Aquí todavía no ha pasado nada. Ya sabíamos que la monarquía era una farsa cuando se nos impuso para la Transición, y lo confirmamos cuando el único argumento que esgrimían los reyes para seguir siéndolo, su sangre azul, dejó de ser válido cuando el heredero se casó con una plebeya. El pueblo lo aceptó y siguió con su monarca, porque todavía entonces y, al parecer, hasta hace dos días, confiaban en que al final de la Transición habría algo mejor.

Así que, si las instituciones, los partidos representados por Cánovas y Sagasta, los medios de comunicación y todos los demás elementos que han hecho que lo que debía ser cosa de unos pocos años se haya prolongado durante treinta y cinco, dan por hecho que habrá un heredero (aunque sus hijos no vayan a tener ya sangre azul), aquí no ha pasado nada. Y esos treinta y cinco años pueden convertirse, fácilmente, en cincuenta.

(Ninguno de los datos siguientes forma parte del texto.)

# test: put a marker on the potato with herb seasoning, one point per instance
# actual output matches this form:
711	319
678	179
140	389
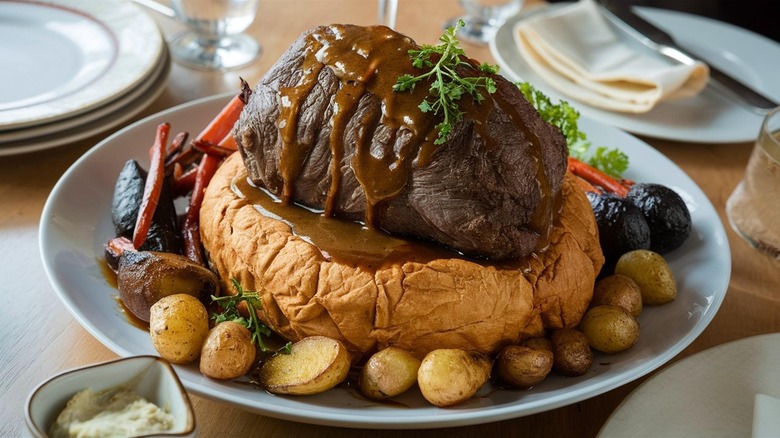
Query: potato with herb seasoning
618	290
451	376
178	325
522	367
572	355
609	329
228	351
313	365
388	373
651	272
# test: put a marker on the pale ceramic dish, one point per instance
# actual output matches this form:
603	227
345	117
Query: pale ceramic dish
76	223
707	118
158	384
99	120
71	56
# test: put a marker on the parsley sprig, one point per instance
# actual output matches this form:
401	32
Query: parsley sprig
229	305
611	161
447	86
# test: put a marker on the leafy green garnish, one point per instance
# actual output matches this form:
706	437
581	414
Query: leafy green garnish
562	115
229	304
448	86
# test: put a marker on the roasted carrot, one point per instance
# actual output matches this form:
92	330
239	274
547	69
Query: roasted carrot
213	137
221	125
586	186
191	227
153	185
596	177
182	182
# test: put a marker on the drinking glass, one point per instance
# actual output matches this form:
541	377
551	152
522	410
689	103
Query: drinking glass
214	39
753	208
387	12
483	17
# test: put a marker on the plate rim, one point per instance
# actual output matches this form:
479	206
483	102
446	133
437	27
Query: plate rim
136	55
432	417
119	112
634	123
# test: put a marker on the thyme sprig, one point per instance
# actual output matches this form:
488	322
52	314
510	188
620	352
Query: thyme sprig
447	86
229	305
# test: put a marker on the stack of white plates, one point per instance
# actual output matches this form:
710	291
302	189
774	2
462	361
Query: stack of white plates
74	68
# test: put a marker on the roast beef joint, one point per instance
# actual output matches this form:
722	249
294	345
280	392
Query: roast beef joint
323	128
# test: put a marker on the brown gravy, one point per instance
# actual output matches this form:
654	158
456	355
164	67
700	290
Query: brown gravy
370	62
347	242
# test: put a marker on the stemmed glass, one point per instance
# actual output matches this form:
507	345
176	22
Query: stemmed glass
483	17
214	39
388	9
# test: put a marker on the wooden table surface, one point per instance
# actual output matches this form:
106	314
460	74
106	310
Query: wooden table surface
40	338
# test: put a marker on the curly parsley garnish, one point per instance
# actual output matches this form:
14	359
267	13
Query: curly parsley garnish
562	115
447	87
229	305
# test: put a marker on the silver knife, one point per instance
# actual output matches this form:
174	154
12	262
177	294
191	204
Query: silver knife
648	34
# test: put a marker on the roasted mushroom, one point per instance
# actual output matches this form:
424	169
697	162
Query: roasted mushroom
164	232
666	214
622	227
146	276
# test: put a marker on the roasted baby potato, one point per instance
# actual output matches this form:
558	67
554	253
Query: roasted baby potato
538	343
651	273
522	367
143	277
609	329
388	373
572	355
228	351
313	365
178	325
618	290
450	376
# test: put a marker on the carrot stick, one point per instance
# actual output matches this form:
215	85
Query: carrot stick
153	185
183	182
596	177
586	186
221	125
191	227
217	132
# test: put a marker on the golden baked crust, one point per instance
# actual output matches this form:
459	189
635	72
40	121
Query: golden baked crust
445	303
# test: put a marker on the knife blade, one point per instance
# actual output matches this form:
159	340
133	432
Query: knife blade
620	13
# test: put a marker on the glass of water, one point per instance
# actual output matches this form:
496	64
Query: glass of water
214	39
483	17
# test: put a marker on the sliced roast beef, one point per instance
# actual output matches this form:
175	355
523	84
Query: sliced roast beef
323	128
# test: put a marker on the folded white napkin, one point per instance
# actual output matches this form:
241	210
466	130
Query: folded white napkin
576	51
766	417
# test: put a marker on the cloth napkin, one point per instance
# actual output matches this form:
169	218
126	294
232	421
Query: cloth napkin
577	52
766	417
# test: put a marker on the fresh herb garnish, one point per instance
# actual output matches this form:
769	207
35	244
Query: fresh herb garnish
448	86
229	304
562	115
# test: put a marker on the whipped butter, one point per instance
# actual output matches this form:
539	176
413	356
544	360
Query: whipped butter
116	412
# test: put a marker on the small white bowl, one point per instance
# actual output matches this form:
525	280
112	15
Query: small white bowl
158	383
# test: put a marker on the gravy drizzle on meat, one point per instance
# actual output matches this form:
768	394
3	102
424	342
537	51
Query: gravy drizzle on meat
391	140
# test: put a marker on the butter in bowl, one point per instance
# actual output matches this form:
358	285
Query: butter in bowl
134	396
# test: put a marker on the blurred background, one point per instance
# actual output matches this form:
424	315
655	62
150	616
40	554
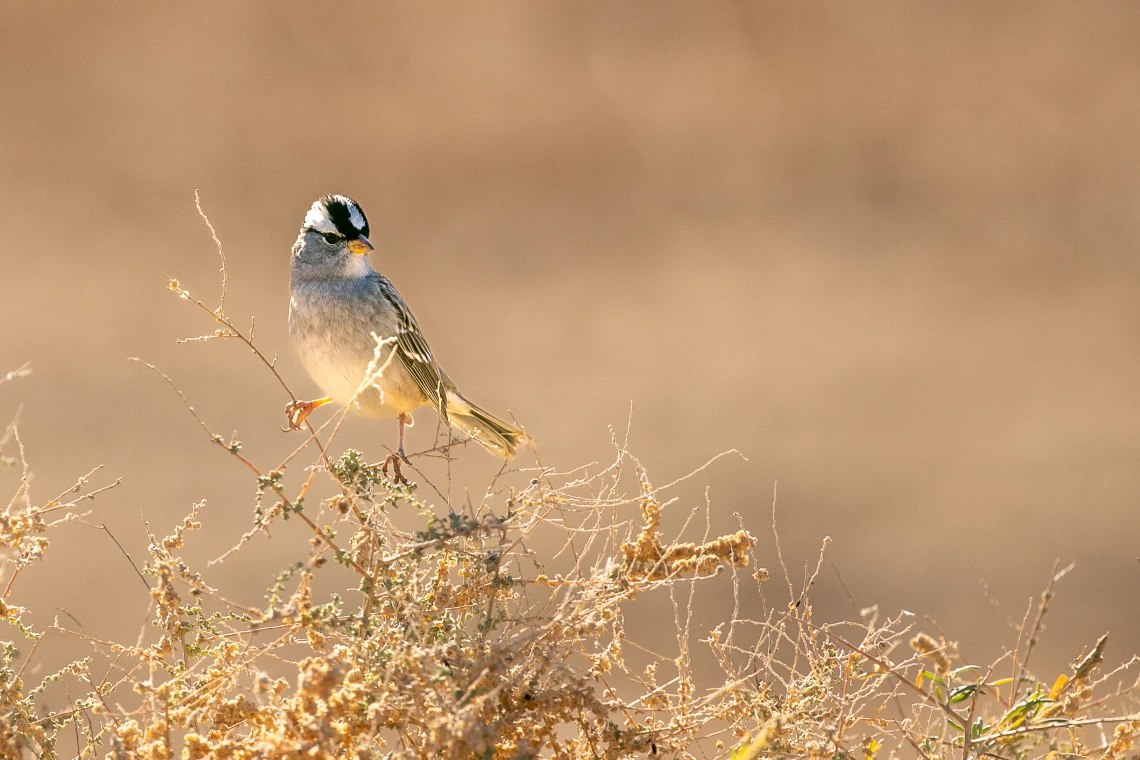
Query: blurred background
886	250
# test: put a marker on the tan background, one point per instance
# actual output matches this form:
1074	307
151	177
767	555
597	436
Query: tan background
888	251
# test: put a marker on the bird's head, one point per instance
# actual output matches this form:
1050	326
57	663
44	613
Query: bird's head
334	239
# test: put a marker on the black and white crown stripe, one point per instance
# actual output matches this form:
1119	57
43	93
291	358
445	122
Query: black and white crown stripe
338	214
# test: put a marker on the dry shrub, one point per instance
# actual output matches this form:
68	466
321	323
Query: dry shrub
459	642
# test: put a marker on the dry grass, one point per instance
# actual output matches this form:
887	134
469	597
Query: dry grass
455	639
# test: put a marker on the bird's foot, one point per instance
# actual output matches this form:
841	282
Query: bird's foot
298	411
395	459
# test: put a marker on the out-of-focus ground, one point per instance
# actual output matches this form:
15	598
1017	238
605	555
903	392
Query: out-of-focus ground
887	251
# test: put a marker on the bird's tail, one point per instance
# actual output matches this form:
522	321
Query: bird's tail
497	435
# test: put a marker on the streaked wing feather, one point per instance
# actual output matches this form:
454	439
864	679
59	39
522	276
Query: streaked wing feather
417	357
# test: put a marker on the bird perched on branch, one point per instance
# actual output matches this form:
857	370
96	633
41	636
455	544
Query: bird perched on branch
341	308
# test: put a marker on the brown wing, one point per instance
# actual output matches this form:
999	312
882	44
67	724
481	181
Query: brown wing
412	348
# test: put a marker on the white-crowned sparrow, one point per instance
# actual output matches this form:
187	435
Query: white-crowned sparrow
339	302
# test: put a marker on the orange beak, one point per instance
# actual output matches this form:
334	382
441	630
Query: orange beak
360	245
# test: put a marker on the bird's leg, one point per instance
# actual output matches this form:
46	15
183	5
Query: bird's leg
298	411
395	458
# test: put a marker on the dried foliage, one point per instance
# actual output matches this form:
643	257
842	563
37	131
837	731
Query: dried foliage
455	639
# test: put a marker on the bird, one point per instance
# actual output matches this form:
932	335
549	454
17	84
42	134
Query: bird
341	309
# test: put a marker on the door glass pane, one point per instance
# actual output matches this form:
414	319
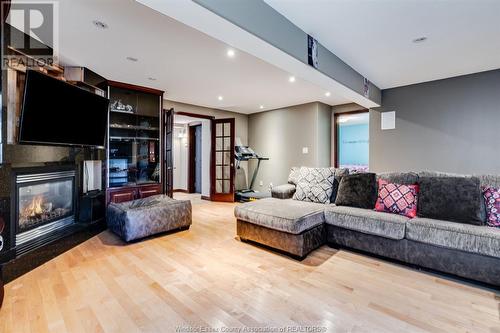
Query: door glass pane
219	130
218	143
227	143
218	158
227	173
227	188
353	141
227	158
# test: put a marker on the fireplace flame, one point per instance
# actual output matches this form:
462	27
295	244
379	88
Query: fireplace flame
34	208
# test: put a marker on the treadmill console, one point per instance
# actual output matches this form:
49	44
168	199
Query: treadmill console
244	153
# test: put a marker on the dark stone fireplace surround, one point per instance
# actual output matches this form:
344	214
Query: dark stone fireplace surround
14	260
45	226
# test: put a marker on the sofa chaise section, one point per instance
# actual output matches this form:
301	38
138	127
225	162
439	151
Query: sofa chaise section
366	230
291	226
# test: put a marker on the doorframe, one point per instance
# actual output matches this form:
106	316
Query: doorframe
192	157
212	170
335	132
214	196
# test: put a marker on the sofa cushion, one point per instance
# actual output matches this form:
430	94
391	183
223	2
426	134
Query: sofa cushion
291	216
315	185
367	221
339	173
489	180
492	200
485	180
357	190
285	191
456	199
403	178
459	236
397	198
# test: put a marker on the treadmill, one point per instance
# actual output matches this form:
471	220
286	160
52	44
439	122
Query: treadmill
245	153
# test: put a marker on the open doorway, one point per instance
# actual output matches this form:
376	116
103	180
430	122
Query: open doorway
352	140
195	158
192	145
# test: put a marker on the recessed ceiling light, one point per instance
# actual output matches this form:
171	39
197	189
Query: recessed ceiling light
420	39
100	24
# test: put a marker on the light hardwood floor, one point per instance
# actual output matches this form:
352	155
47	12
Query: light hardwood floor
206	277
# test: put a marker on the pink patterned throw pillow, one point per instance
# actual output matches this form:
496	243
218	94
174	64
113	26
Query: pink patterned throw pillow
397	198
492	200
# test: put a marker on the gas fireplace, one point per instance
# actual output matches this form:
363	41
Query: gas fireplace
45	203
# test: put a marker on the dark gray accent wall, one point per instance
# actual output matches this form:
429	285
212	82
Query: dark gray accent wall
450	125
263	21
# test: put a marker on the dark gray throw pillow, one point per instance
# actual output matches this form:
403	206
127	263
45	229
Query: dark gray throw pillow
455	199
357	190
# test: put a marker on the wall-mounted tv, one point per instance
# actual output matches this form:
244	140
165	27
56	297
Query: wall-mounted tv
58	113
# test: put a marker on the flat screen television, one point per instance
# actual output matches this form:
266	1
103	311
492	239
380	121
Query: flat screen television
58	113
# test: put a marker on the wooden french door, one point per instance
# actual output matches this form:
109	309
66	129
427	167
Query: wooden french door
168	129
222	188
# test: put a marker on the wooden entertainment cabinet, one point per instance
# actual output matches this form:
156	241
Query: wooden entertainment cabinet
134	149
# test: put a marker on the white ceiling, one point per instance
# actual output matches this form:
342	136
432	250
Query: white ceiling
183	120
375	36
189	65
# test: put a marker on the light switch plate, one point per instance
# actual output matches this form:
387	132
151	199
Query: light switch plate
388	120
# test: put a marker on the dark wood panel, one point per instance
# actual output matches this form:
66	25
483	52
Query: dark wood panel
147	191
122	196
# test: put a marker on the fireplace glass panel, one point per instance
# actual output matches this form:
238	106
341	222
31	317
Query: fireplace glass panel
43	203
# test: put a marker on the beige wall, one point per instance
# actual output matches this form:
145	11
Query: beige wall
282	134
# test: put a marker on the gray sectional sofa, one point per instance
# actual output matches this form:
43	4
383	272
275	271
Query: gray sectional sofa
298	227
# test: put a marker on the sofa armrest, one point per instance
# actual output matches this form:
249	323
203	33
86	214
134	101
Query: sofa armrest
283	191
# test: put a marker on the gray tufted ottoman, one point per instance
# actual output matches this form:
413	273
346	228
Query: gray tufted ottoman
150	216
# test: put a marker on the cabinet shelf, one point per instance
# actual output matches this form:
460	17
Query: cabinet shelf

El ciudadano Juan Carlos de Borbón ha sido hábil. Sabe que, mientras Cánovas y Sagasta sigan turnándose el poder, el sistema-patraña en el que se ha traducido la Transición, está asegurado. Por eso se ha dado prisa, antes de que Rubalcaba se dé el piro y llenen el parlamento las personas que de verdad reclaman que esa Transición, esos años que debían ser un puente hasta un Estado igualitario, de su fruto. Así que, la esperanza no está en ese Parlamento de alternancia, que, cada vez está más claro, no representa ni a quienes han votado a Rajoy y Rubalcaba. La esperanza de los que sabemos que la sangre de todo Dios es roja está en las personas que se manifestaron ayer para pedir que se tenga nuestra voluntad en cuenta. Que se tenga, que el Estado pregunte al pueblo qué es lo que desea será la demostración de que la Transición termina, de verdad, en Democracia (¿no era ese su fin?). Mientras tanto, aquí no ha pasado nada.